蕭莫離半天不吱聲,最後也不知道從哪兒掏出兩顆甜蜜餞兒,“吃吧。”

阮想想盯着他手裏的甜蜜餞兒。

……該不是她送過去的那兩顆吧?

這些天蕭莫離都帶在身上?

所以藏哪兒了?

不吃行不行?

阮想想一直沒動。

蕭莫離喂進她嘴裏,指尖擦過她柔軟的唇瓣,他有些尴尬地別過臉,過了會兒又轉過去看她。

阮想想認真地吃着甜蜜餞兒,跟小倉鼠一樣蠕動着腮幫子,緊蹙的小眉頭緩緩地舒展開,杏仁眼還蒙着一層水汽,她一笑就瑩亮泛光。

專注的模樣像極了楚昔洛,但又有哪兒好像不大一樣。

“吃完藥好生歇息。
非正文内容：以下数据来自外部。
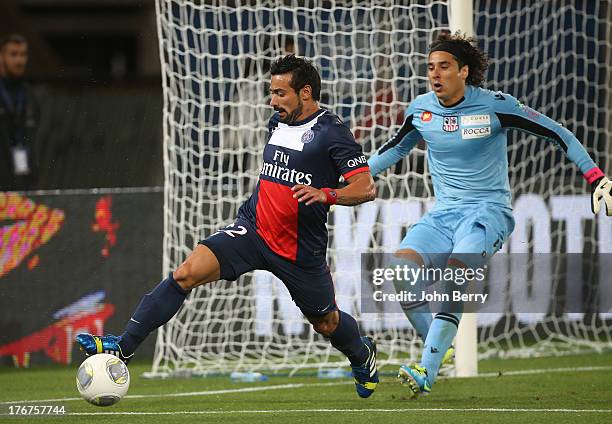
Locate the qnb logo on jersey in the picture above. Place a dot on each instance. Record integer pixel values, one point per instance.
(286, 174)
(475, 132)
(450, 124)
(361, 160)
(307, 137)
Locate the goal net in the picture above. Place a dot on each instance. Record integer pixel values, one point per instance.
(372, 58)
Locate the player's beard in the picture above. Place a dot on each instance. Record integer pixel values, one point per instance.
(294, 114)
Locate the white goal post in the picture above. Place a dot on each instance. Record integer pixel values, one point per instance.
(554, 56)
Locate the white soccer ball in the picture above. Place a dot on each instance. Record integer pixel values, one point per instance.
(103, 379)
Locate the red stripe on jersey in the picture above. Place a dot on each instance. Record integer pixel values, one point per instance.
(356, 171)
(276, 218)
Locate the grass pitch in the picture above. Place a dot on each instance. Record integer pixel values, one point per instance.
(544, 390)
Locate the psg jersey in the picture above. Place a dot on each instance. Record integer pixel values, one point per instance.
(316, 151)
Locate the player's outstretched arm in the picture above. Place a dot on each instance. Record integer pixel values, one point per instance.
(601, 189)
(360, 189)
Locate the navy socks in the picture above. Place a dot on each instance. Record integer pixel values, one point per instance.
(154, 310)
(346, 339)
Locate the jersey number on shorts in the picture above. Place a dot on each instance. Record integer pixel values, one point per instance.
(240, 231)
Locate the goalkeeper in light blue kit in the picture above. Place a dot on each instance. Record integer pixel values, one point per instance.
(465, 128)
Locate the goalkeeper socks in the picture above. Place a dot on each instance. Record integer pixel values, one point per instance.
(441, 334)
(346, 339)
(155, 309)
(418, 313)
(420, 318)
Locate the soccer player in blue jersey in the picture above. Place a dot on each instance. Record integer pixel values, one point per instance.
(281, 227)
(464, 127)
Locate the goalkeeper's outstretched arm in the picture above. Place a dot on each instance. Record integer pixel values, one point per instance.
(513, 114)
(397, 148)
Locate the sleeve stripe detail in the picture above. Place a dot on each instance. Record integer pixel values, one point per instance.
(516, 121)
(399, 136)
(356, 171)
(593, 175)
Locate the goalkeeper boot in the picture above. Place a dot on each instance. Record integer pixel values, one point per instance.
(92, 345)
(415, 377)
(366, 375)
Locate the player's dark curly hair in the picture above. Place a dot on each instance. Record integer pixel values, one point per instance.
(302, 72)
(467, 53)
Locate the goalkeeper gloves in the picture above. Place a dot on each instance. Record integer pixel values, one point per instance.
(601, 189)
”蕭莫離站起身要走。

阮想想立馬撲過去抱住他的大腿,“爹爹留下來陪想想吃午飯好不好?”

或是看在阮想想生病的份上,蕭莫離這次便沒有拒絕,微不可見地點了點頭。

阮想想歡喜地拍了拍小手。

看起來再也正常不過了,卻是她跟蘇淺鸾約定的暗號。

偏室傳來悠揚動聽的簫聲,曲調開頭是歡悅喜慶,猶似波濤駭浪洶湧而來,想來吹簫之人定然豁然向上,可到一半時卻突然轉了音,變得綿軟無力,成了一條涓涓細流,帶着輕風訴說惆惋。